Autre satisfaction, les projets autour de l’outil numérique de maquettage des projets hydrogène (lire notre article de présentation). De nombreux acteurs envisageaient la création d’un tel outil, sans jamais le faire. Apsiis a provoqué la rencontre d’une PME belfortaine spécialisée dans la modélisation (EuroCFD) et d’un géant de l’ingéniérie, Capgemini engineering (ex-Altran), le tout coaché par un ingénieur de General Electric. « Cet outil de maquettage multiphysique est révolutionnaire, puisqu’il vise à démocratiser l’usage d’un outil de modélisation à destination des bureau d’études et clients finaux de projets hydrogène », détaille Apsiis. L’outil créé, une réflexion est lancée pour le commercialiser. Une entreprise pourrait être lancée en 2022. Aujourd’hui, on sonde le marché, ses besoins et on réfléchit au produit et à ses services : location ; vente ; licence ; personnalisation… « Tout le monde pensait à ce projet. Mais sans Apsiis, cela n’aurait pas eu lieu », insiste Philippe Petitcolin.

Cet été, Apsiis a débuté une campagne de lobbying importante pour positionner Belfort sur le dossier des small modular reactor (SMR). Elle avait écrit une lettre au président de la République (notre article). Le hasard a voulu que le dossier de la relance du nucléaire et la réflexion autour des SMR soit en haut de la pile ; le 12 octobre, Emmanuel Macron a clairement annoncé le développement des SMR (lire notre article). Après cette allocution, Apsiis a de nouveau écrit au locataire de l’Élysée. « Nous avons une carte à jouer. Le potentiel est énorme en termes d’emplois », insiste Philippe Petitcolin. Apsiis a même été invité à participer à un évènement de la Nuclear Valley. Belfort n’a pas de compétences sur le réacteur nucléaire à proprement parler. Par contre, les équipes belfortaines ont des compétences en conception, commercialisation, intégration, installation… « Nous vendons des centrales clé en main », insiste Philippe Petitcolin, adaptées au contexte et aux normes locales.
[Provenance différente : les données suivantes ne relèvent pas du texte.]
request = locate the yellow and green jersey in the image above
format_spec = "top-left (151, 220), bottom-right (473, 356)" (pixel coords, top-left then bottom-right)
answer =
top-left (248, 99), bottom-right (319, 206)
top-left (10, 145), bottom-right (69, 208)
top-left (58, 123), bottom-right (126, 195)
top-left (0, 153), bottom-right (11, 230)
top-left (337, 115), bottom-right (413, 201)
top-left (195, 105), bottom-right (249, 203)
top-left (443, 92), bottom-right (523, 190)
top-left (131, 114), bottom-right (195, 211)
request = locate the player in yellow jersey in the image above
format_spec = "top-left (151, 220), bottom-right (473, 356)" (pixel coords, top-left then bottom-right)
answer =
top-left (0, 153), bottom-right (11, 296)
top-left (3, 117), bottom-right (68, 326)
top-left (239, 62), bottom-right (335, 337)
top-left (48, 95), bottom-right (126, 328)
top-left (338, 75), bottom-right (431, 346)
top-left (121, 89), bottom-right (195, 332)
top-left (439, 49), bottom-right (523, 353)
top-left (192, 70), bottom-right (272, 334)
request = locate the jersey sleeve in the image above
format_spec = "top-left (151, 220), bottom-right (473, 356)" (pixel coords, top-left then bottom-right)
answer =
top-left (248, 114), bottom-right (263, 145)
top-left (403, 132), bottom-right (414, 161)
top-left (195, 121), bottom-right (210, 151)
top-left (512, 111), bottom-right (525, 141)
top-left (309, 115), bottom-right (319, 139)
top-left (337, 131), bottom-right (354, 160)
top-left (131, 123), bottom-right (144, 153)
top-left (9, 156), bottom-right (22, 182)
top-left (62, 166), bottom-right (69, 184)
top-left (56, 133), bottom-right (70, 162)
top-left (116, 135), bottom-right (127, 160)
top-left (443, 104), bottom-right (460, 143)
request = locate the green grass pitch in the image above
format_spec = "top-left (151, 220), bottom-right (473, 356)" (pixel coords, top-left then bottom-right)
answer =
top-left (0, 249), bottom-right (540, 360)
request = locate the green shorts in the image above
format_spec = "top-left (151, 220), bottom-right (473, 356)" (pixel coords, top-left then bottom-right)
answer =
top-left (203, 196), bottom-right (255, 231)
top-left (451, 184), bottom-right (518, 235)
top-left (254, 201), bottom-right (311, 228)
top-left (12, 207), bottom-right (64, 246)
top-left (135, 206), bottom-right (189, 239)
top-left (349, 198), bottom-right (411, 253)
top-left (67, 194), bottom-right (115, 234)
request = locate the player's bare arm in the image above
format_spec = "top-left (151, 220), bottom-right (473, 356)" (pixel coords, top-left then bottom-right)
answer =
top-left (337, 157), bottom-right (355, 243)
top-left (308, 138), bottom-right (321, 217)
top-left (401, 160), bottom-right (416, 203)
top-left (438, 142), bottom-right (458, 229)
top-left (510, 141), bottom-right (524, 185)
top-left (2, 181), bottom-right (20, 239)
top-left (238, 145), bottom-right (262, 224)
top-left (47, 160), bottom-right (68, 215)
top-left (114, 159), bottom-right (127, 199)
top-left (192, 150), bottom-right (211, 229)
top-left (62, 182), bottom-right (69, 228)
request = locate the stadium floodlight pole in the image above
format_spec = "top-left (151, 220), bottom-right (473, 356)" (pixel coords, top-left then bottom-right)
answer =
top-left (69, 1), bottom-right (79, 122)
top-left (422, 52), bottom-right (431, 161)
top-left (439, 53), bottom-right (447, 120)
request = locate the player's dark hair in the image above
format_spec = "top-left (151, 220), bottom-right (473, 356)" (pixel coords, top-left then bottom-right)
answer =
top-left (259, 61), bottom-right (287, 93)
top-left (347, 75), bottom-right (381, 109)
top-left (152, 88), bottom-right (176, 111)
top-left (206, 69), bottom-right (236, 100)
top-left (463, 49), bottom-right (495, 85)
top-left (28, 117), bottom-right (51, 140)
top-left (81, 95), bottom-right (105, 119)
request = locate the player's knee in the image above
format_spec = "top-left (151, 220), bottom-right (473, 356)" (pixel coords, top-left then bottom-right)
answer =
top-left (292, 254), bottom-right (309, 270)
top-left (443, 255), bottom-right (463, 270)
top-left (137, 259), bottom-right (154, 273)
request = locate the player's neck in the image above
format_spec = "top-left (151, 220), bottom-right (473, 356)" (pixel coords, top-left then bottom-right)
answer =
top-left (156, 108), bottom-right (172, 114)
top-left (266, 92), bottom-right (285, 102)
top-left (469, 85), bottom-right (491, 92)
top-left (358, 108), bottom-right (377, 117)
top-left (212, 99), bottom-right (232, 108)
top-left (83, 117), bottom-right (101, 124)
L’industrialisation de série, l’installation rapide, la connexion de modules, ce n’est pas possible sur une centrale EPR. Ce le sera avec des centrales SMR. « Et c’est ce qu’on fait à Belfort dans l’entité turbines à gaz », relève Philippe Petitcolin. Les équipes peuvent suivre des projets qui impliquent la construction d’une centrale en 2 ans. Avec le programme nucléaire suggéré par Emmanuel Macron et les ambitions dans les SMR, EDF aura prochainement besoin de ce type de compétences. « Il y en a plein à Belfort, il faut les sauvegarder », insiste Philippe Petitcolin. Il imagine même créer une start-up dans la filière nucléaire, « pour amener les compétences dont la filière a besoin, notamment dans le SMR ».